The Supreme Court of the United States (SCOTUS) was in the news a lot last week as they decided high profile decisions on affirmative action, the Voting Rights Act, and gay marriage. The Court leaned more conservatively on the affirmative action and Voting Rights Act decisions and more liberally on the two gay marriage decisions. One consistency throughout these big decisions (and many of the lower profile decisions of the term) was that the more liberal justice Ruth Bader Ginsburg was on the opposite side of the decision to the more conservative justices Samuel Alito and Antonin Scalia.

In the American court system, SCOTUS is the highest court in the land. It comprises nine Justices who are presidential nominees with lifetime appointments. As such, the justices often have different ideological bents but have to find a way to serve together for years, or even decades.
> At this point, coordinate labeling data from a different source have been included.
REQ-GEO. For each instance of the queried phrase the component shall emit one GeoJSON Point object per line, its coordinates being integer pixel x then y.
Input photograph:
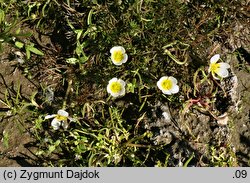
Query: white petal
{"type": "Point", "coordinates": [122, 91]}
{"type": "Point", "coordinates": [213, 74]}
{"type": "Point", "coordinates": [124, 60]}
{"type": "Point", "coordinates": [50, 116]}
{"type": "Point", "coordinates": [167, 92]}
{"type": "Point", "coordinates": [62, 112]}
{"type": "Point", "coordinates": [65, 125]}
{"type": "Point", "coordinates": [116, 63]}
{"type": "Point", "coordinates": [117, 48]}
{"type": "Point", "coordinates": [122, 82]}
{"type": "Point", "coordinates": [215, 58]}
{"type": "Point", "coordinates": [224, 65]}
{"type": "Point", "coordinates": [173, 80]}
{"type": "Point", "coordinates": [175, 89]}
{"type": "Point", "coordinates": [55, 124]}
{"type": "Point", "coordinates": [222, 72]}
{"type": "Point", "coordinates": [113, 80]}
{"type": "Point", "coordinates": [159, 83]}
The inner workings of the SCOTUS are notoriously mysterious and full of written and unwritten rules about seniority, who writes what opinion, and even little things like who is required to pour coffee for the other justices. There are also unwritten rules about decorum and defined channels for how to express disagreement. Justices are expected to be respectful and cordial to each other and confine their divergence to their written dissenting opinions which, in the cases where they strongly disagree, can be read from the bench after the majority decision is handed down.
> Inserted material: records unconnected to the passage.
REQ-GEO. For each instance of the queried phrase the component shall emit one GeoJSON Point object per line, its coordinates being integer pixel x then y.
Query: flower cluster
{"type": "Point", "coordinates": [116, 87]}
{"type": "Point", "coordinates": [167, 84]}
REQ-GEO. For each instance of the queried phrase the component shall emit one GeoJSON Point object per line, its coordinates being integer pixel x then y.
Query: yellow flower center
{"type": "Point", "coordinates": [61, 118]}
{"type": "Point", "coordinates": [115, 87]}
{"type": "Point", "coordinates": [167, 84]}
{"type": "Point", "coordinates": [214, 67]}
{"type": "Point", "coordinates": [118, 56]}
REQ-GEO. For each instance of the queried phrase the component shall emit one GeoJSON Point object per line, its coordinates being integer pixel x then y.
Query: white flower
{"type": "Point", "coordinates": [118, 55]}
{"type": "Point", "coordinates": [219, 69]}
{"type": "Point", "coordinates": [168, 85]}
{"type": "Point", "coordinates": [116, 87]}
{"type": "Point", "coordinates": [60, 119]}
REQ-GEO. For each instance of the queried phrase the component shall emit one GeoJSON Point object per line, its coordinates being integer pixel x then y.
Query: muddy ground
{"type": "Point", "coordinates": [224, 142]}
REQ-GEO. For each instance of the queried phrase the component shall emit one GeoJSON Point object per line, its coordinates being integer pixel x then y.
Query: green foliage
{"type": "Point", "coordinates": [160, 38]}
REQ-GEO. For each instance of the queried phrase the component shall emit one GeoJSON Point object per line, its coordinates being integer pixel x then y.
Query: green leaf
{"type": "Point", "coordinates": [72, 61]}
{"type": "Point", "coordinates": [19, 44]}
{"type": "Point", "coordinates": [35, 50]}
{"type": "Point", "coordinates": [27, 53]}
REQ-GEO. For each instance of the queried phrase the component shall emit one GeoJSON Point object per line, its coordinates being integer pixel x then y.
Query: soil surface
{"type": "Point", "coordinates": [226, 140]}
Ginsburg and Scalia have been serving together for a long time. Scalia has been on the court since 1986 and Ginsburg has served since 1993. They have always been on different sides of the ideological coin and have had different ways of interpreting the Constitution and the rules of law. However, Supreme Court lore tells that they have a genuine friendship outside of work attending the opera together and regularly socializing together with their respective spouses.

On the four high profile cases this session, Scalia joined the majority on the affirmative action and voting rights cases while Ginsburg wrote blistering dissents which she read from the bench. Ginsburg joined the majority on the two gay marriage cases while Scalia wrote, and read, his own scathing dissenting opinions. While these two clearly have different ideas about how to interpret the Constitution there is no reason to think that their disagreements this week are going to negatively affect their relationship.
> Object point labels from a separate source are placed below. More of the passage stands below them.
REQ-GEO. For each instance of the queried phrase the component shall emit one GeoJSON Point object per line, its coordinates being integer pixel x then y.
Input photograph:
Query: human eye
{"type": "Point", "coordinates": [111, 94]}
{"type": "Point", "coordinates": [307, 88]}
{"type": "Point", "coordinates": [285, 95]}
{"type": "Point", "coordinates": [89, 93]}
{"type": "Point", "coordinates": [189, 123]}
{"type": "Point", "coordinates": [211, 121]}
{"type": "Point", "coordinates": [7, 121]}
On the other hand, Justice Alito, who joined with Scalia on all four decisions, seems to place less value on preserving this collegiality. While Ginsburg was reading her dissent on the Voting Rights Act case, Alito was reported to be rolling his eyes, shaking his head, and looking at the ceiling. He is also reported to have rolled his eyes while Justices Elena Kagan and Sonia Sotomayor were speaking in recent weeks. While we don’t know exactly what happens behind the scenes, it appears unlikely that Alito is spending his weekends socializing with any of the more liberal justices.

There are ways, in any workplace to have disagreements with people without resorting to unprofessional antics. The Supreme Court has a more clearly defined structure than most organizations through its system of opinions and dissents but there is almost always a way to stay true to your own ideology while maintaining good relations with your colleagues.

Ginsburg has said that one of the enduring traditions of the Court has been to start every day with handshakes. All nine justices shake each other’s hands to show, in Ginsburg’s words that “even though you circulated that nasty dissent yesterday, we’re in this together and we better get along with each other.” This tradition sets a powerful example to anybody in an adversarial workplace: if the SCOTUS justices can find a way to get along then everybody should be able to make the effort.

How do your colleagues handle fundamental differences of opinion?